← Multi-Head Attention The Full Transformer — Encoder + Decoder →

Positional Encoding — Sinusoidal, RoPE, ALiBi

> Attention is permutation-invariant. "The cat sat on the mat" and "mat the on sat cat the" produce the same output without positional signal. Three algorithms fix it — each with a different bet on what "position" means.

Type: Build

Languages: Python

Prerequisites: Phase 7 · 02 (Self-Attention), Phase 7 · 03 (Multi-Head Attention)

Time: ~45 minutes

The Problem

Scaled dot-product attention is order-blind. The attention matrix softmax(Q K^T / √d) V is computed from pairwise similarities. Shuffle the rows of X, get the rows of the output shuffled the same way. Nothing inside attention cares about position.

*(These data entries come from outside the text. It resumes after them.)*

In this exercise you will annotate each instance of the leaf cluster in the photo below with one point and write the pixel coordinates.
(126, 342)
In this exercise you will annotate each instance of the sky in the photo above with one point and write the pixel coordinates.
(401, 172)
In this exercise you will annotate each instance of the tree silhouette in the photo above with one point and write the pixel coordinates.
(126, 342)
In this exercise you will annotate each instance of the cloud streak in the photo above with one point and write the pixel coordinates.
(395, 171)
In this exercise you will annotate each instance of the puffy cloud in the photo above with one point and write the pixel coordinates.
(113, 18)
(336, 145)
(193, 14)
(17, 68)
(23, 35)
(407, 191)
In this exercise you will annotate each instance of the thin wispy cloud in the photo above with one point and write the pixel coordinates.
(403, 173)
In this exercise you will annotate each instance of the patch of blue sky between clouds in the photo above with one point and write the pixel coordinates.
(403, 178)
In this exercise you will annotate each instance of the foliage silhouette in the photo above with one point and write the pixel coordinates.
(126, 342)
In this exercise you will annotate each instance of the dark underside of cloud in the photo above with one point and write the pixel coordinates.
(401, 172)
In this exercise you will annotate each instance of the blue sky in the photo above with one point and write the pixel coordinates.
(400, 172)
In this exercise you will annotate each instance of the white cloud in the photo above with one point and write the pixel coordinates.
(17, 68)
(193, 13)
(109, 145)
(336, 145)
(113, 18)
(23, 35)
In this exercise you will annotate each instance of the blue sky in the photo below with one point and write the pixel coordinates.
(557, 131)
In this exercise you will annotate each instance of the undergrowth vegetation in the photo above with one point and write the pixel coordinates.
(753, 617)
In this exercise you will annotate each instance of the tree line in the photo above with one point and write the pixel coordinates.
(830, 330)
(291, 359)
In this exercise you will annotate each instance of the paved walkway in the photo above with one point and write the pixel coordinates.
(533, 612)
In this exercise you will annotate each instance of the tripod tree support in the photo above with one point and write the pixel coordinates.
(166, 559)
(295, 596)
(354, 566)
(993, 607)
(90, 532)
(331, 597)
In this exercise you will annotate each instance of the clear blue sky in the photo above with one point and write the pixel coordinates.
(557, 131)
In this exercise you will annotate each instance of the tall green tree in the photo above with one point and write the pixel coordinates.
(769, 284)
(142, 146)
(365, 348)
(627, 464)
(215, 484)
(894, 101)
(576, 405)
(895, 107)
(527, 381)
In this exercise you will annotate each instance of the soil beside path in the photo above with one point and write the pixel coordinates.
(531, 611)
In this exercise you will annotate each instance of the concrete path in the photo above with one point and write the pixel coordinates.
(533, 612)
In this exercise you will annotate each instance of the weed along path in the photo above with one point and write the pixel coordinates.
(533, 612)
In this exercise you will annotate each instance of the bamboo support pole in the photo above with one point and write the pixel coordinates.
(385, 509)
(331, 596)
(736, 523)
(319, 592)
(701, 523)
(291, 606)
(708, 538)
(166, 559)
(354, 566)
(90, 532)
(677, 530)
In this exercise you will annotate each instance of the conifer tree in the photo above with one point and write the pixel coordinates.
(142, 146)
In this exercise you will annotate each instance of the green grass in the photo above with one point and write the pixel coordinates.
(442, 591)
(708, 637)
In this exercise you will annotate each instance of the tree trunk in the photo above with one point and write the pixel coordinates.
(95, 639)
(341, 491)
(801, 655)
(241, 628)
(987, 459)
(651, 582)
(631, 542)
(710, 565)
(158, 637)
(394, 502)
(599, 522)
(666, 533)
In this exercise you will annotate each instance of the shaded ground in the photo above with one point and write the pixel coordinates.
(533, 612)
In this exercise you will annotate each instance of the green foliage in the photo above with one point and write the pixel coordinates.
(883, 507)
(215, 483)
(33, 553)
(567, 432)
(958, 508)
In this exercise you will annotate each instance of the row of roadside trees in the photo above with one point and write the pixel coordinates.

That is not a bug in a bag-of-words model. For language, code, audio, video — anything where order carries meaning — it is fatal.

The fix is to inject position into the embeddings somehow. Three eras of answers:

Absolute sinusoidal (Vaswani 2017). Add sin/cos of position to the embedding. Simple, learnable-free, extrapolates poorly beyond trained lengths.
RoPE — Rotary Position Embeddings (Su 2021). Rotate Q and K vectors by an angle proportional to position. Encodes *relative* position directly in the dot product. Dominant in 2026.
ALiBi — Attention with Linear Biases (Press 2022). Skip embeddings entirely; add a per-head linear penalty to attention scores based on distance. Excellent length extrapolation.

As of 2026, essentially every frontier open model uses RoPE: Llama 2/3/4, Qwen 2/3, Mistral, Mixtral, DeepSeek-V3, Kimi. A handful of long-context models use ALiBi or its modern variants. Absolute sinusoidal is historical.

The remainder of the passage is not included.